In this section we will explore an example how to create extension methods that provide similar functionality to the standard LINQ methods.

In [None]:
// All the methods are generic, so they would work with any type, while providing type safety.
// All the methods are extension methods.
// Arguments are Funcs, since they are either projection or predicate functions.
// Usage of yield is optional, but it does provide better performance.
// Methods should return enumerables, where appropriate, so they could be chained.

public static IEnumerable<T> Where<T>(
    this IEnumerable<T> source, 
    Func<T, bool> predicate)
{
    Console.WriteLine("Where called");

    foreach (var item in source)
    {
        if (predicate(item))
        {
            yield return item;
        }
    }
}

public static T FirstOrDefault<T>(
    this IEnumerable<T> source,
    Func<T, bool> predicate)
{
    Console.WriteLine("FirstOrDefault called");

    foreach (var item in source)
    {
        if (predicate(item))
        {
            return item;
        }
    }

    return default(T);
}

public static IEnumerable<TTarget> Select<TSource, TTarget>(
    this IEnumerable<TSource> source,
    Func<TSource, TTarget> projection
)
{
    Console.WriteLine("Select called");

    foreach (var item in source)
    {
        yield return projection(item);
    }
}

// Trying out the above defined methods

// Due to the way how notebook works, only the calls in this cell will use these custom methods.
// In typical development scenario, these methods could be used by having the `using` directive
// with the namespace of class where these methods are defined.

data.Where(p => p.FirstName.StartsWith("D")).DisplayTable();

// Chaining these methods
data.Where(x => x.Age > 30).Select(x => x.FirstName).FirstOrDefault();

## Exercises to try out LINQ

Using the `data` list defined in the first cell and `Linq` extension methods, try doing the exercises below. 

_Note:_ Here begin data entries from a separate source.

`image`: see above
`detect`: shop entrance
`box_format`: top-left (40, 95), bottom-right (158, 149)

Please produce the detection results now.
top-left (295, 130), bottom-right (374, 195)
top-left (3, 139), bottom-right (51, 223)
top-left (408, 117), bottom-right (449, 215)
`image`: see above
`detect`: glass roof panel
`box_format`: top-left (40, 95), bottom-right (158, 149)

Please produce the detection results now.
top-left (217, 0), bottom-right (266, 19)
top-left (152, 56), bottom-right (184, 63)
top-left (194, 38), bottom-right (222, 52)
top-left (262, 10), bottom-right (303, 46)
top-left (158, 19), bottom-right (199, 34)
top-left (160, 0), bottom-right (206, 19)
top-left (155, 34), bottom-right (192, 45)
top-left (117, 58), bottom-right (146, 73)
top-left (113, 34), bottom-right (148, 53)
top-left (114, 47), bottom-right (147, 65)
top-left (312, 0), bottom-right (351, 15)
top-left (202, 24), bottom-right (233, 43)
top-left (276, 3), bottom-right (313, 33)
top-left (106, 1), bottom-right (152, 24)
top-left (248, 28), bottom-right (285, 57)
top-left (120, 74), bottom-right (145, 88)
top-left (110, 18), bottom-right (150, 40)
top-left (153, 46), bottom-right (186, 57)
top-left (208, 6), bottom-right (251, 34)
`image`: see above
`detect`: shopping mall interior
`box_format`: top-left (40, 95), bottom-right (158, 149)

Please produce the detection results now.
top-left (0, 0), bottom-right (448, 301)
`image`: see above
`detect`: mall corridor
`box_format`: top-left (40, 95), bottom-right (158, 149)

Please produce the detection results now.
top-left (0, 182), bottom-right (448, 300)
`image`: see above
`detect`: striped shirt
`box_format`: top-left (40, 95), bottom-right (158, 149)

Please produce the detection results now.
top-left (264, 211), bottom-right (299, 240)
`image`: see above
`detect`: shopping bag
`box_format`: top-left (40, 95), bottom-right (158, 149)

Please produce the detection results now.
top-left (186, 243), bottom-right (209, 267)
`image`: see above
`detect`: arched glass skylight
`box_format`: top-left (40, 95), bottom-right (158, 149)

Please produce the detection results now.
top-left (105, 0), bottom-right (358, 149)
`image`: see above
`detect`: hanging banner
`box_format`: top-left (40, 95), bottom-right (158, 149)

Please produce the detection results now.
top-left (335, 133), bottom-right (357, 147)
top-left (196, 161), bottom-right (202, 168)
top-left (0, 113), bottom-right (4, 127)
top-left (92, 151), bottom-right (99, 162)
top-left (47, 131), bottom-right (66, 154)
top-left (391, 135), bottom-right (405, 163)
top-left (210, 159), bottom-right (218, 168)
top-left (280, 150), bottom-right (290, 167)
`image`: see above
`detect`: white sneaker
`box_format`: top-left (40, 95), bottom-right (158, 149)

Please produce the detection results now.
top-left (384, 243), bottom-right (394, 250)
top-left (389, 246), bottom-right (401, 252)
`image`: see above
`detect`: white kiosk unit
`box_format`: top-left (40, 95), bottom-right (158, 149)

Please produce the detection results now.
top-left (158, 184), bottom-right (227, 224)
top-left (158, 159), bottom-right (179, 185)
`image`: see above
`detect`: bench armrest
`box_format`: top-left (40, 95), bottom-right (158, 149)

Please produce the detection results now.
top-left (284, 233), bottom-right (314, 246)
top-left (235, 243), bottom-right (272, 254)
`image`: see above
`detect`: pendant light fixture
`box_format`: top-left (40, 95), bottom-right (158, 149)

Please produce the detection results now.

*It may not be possible to complete every single exercise with absolutely pure single statement `Linq`.*

1. Find the most common last name.
2. Find the person whose first name and last name together are the longest.
3. Find the oldest person by each last name. 
4. Check if there is more than 1 person of the same age.
5. Check if there is more than 1 person with the same first and last name combination.
6. Find the average last name length.
7. Return the `{FirstName} {LastName}` of the people with top 3 oldest ages (assume that there can be multiple people of the same age).
8. Find the second oldest person.
9. Calculate the occurrences of letters in people's names. 
10. Construct the string of 5 most common first name letters ordered descending.